Offboarding lässt sich nicht nur per Checklist erledigen. (Symbolbild)

Was haben Credit Suisse, Migros, Sunrise und die Post gemeinsam? Es sind alles Schweizer Unternehmen, die in jüngster Zeit einen grösseren Stellenabbau angekündigt oder teilweise bereits vollzogen haben. Eine Trennung zwischen Angestellten und Arbeitgebenden ist in der Regel mit Emotionen verbunden – oft auf beiden Seiten. Wertschätzendes Offboarding ist nicht nur eine Frage des Respekts gegenüber ausscheidenden Mitarbeitenden, sondern auch eine strategische Entscheidung, die langfristige Vorteile für Unternehmen bietet. Dieser Beitrag vertieft die Aspekte, wie der Trennungsprozess möglichst reibungslos und respektvoll gestaltet werden kann, was eine wertschätzende Trennungskultur ausmacht und warum Offboarding als Wettbewerbsfaktor für Unternehmen dienen kann.

Was ist Offboarding?

Offboarding bezeichnet den strukturierten Prozess der formellen Trennung zwischen einem Mitarbeitenden und einem Unternehmen (Crail, 2022).
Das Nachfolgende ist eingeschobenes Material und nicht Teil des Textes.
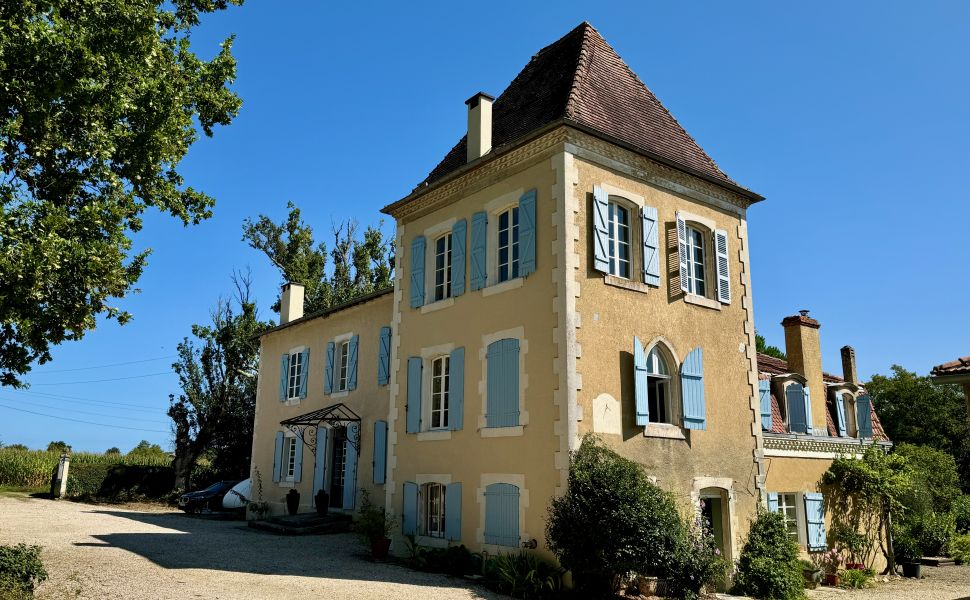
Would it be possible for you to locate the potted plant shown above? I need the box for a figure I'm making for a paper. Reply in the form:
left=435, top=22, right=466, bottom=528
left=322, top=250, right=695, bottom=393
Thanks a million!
left=354, top=488, right=396, bottom=560
left=286, top=488, right=300, bottom=515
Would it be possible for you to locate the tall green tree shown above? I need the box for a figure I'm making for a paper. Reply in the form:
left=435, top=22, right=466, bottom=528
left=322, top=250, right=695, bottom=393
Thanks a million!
left=0, top=0, right=242, bottom=386
left=243, top=202, right=394, bottom=313
left=168, top=276, right=272, bottom=489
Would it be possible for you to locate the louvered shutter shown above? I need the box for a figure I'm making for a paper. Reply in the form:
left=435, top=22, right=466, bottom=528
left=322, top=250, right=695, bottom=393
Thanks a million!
left=677, top=212, right=689, bottom=294
left=469, top=212, right=488, bottom=291
left=855, top=395, right=872, bottom=438
left=785, top=383, right=807, bottom=433
left=406, top=356, right=421, bottom=433
left=680, top=348, right=707, bottom=429
left=805, top=492, right=828, bottom=552
left=451, top=219, right=468, bottom=297
left=519, top=190, right=536, bottom=277
left=313, top=425, right=329, bottom=502
left=633, top=336, right=650, bottom=425
left=280, top=354, right=290, bottom=402
left=374, top=421, right=387, bottom=484
left=377, top=327, right=391, bottom=385
left=445, top=483, right=461, bottom=541
left=342, top=423, right=360, bottom=510
left=714, top=229, right=731, bottom=304
left=323, top=342, right=337, bottom=394
left=448, top=348, right=465, bottom=431
left=640, top=206, right=660, bottom=286
left=758, top=379, right=771, bottom=431
left=347, top=335, right=360, bottom=390
left=485, top=338, right=519, bottom=427
left=273, top=431, right=283, bottom=483
left=485, top=483, right=519, bottom=548
left=593, top=186, right=610, bottom=273
left=401, top=481, right=418, bottom=535
left=411, top=235, right=427, bottom=308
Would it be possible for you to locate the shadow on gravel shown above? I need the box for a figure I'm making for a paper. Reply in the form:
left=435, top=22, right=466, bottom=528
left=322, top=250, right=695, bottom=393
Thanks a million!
left=74, top=510, right=497, bottom=598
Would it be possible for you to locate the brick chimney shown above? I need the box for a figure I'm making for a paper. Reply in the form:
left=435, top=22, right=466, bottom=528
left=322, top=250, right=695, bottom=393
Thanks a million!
left=842, top=346, right=859, bottom=384
left=465, top=92, right=495, bottom=162
left=280, top=283, right=304, bottom=325
left=781, top=310, right=826, bottom=428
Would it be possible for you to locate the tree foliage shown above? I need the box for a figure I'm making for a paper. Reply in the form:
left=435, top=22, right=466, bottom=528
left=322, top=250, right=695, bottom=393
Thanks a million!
left=168, top=277, right=272, bottom=489
left=243, top=202, right=394, bottom=313
left=0, top=0, right=242, bottom=385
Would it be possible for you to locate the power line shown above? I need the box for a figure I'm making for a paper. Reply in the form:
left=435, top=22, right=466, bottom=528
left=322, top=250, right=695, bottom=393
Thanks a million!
left=0, top=404, right=172, bottom=433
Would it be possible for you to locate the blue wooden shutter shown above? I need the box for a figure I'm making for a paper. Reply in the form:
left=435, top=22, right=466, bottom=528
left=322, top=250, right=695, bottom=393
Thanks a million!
left=832, top=392, right=847, bottom=437
left=347, top=335, right=360, bottom=390
left=448, top=348, right=465, bottom=431
left=758, top=379, right=771, bottom=431
left=401, top=481, right=418, bottom=535
left=593, top=186, right=610, bottom=273
left=855, top=394, right=872, bottom=438
left=374, top=421, right=387, bottom=484
left=485, top=483, right=519, bottom=548
left=485, top=338, right=519, bottom=427
left=323, top=342, right=337, bottom=394
left=677, top=211, right=689, bottom=294
left=342, top=423, right=360, bottom=510
left=640, top=206, right=660, bottom=286
left=300, top=348, right=310, bottom=398
left=293, top=437, right=303, bottom=483
left=280, top=354, right=290, bottom=402
left=406, top=356, right=421, bottom=433
left=519, top=190, right=536, bottom=277
left=273, top=431, right=283, bottom=483
left=785, top=383, right=807, bottom=433
left=714, top=229, right=731, bottom=304
left=633, top=336, right=650, bottom=425
left=451, top=219, right=468, bottom=297
left=445, top=483, right=461, bottom=541
left=469, top=212, right=488, bottom=291
left=805, top=492, right=828, bottom=552
left=680, top=348, right=707, bottom=429
left=377, top=327, right=391, bottom=385
left=411, top=235, right=427, bottom=308
left=313, top=425, right=329, bottom=502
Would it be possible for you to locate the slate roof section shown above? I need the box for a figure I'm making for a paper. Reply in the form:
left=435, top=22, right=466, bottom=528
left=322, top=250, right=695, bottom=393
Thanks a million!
left=416, top=22, right=762, bottom=200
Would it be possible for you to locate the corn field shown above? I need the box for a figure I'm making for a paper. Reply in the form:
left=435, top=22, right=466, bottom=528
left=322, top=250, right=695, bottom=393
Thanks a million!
left=0, top=448, right=171, bottom=488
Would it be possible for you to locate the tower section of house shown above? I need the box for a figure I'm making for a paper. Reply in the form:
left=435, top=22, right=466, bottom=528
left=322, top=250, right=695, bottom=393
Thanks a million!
left=384, top=23, right=764, bottom=558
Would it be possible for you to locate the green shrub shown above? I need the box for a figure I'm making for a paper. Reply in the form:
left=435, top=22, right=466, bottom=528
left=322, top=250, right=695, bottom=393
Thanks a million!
left=546, top=435, right=684, bottom=597
left=0, top=544, right=47, bottom=598
left=732, top=510, right=805, bottom=600
left=485, top=552, right=563, bottom=600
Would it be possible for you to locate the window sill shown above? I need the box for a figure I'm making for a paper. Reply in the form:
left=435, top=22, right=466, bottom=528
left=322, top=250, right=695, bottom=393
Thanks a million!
left=482, top=277, right=524, bottom=297
left=603, top=275, right=650, bottom=294
left=418, top=429, right=451, bottom=442
left=421, top=297, right=455, bottom=315
left=643, top=423, right=687, bottom=440
left=684, top=294, right=721, bottom=310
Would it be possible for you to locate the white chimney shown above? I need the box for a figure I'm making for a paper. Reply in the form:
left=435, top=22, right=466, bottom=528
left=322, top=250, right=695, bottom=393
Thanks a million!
left=465, top=92, right=495, bottom=162
left=280, top=283, right=303, bottom=325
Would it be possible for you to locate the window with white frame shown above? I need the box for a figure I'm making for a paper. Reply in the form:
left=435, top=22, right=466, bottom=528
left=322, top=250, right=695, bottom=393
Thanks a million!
left=431, top=356, right=451, bottom=429
left=286, top=352, right=303, bottom=398
left=434, top=233, right=451, bottom=302
left=422, top=483, right=445, bottom=538
left=686, top=225, right=708, bottom=296
left=336, top=340, right=350, bottom=392
left=607, top=202, right=633, bottom=279
left=498, top=206, right=519, bottom=282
Die Trennung kann freiwillig geschehen, durch Kündigung oder Ruhestand, oder unfreiwillig durch Entlassung. Beim Offboarding wird zwischen zwei Prozessen unterschieden: Technisches Offboarding stellt sicher, dass alle finanziellen und vertraglichen Ansprüche korrekt behandelt werden. Sozio-emotionales Offboarding fokussiert auf klare, empathische Kommunikation während des gesamten Prozesses und bietet insbesondere bei Entlassungen Karriereberatung oder psychologischer Unterstützung an. Das Ziel dahinter: Austretende Mitarbeitende fühlen sich weiterhin wertgeschätzt und akzeptiert.

Wie ist ein wertschätzendes Offboarding zu gestalten?

In der Folge werden die Phasen des sozial-emotionalen Offboardings mit Fokus auf der unfreiwilligen Trennung vertieft, da das Management dieser Trennungsart in der Regel am anspruchsvollsten ist.

1. Vorbereitung

Wenn Unternehmen Mitarbeitende entlassen, gilt es, die Trennung sorgfältig zu planen. Aus Fairness gegenüber den Betroffenen ist das Trennungsgespräch möglichst bald nach der Entscheidung über die Beendigung des Arbeitsverhältnisses anzusetzen. Zudem sollte es weder an einem Geburtstag, Firmenjubiläum oder kurz vor einem anstehenden Urlaub stattfinden. Am besten eignet sich ein Vormittag zu Wochenbeginn. So kann bereits am Nachmittag oder in der gleichen Woche ein Folgegespräch geführt werden und es wird niemand nach der Trennungsnachricht unbetreut auf den Weg nach Hause oder ins Wochenende geschickt.

2. Trennungsgespräch

Das Trennungsgespräch ist das Kernstück des Offboarding-Prozesses. Bei einer Entlassung neigt die Führung oft dazu, diese unangenehme Aufgabe an die Personalabteilung oder an unbeteiligte Dritte zu delegieren. Es kommt auch vor, dass die Kündigung ohne Gespräch per Post zugestellt wird. In der Fachliteratur existiert jedoch die vorherrschende Meinung, dass das Kündigungsgespräch von dem bzw. der direkten Vorgesetzten geführt werden muss, da er bzw. sie mit dem betroffenen Mitarbeitenden direkt zusammengearbeitet hat und auch die sozialen Hintergründe kennt (Kretz, 2022). Idealerweise findet dieses in Anwesenheit der Personalabteilung mit folgender Rollenverteilung statt: Die Führungskraft überbringt die schlechte Nachricht, während der bzw. die Personaler:in bei Bedarf arbeitsrechtliche Fragen beantwortet oder bei einer Eskalation beruhigend auf den bzw. die Betroffene:n einwirkt. Wenn das Verhältnis zwischen Mitarbeitenden und Vorgesetzten gestört ist oder kein Vertrauen besteht, sollte immer eine neutrale Person das Gespräch übernehmen. Dies fördert die Ehrlichkeit und verhindert, dass sich aufgebaute Frustrationen im Gespräch entleeren.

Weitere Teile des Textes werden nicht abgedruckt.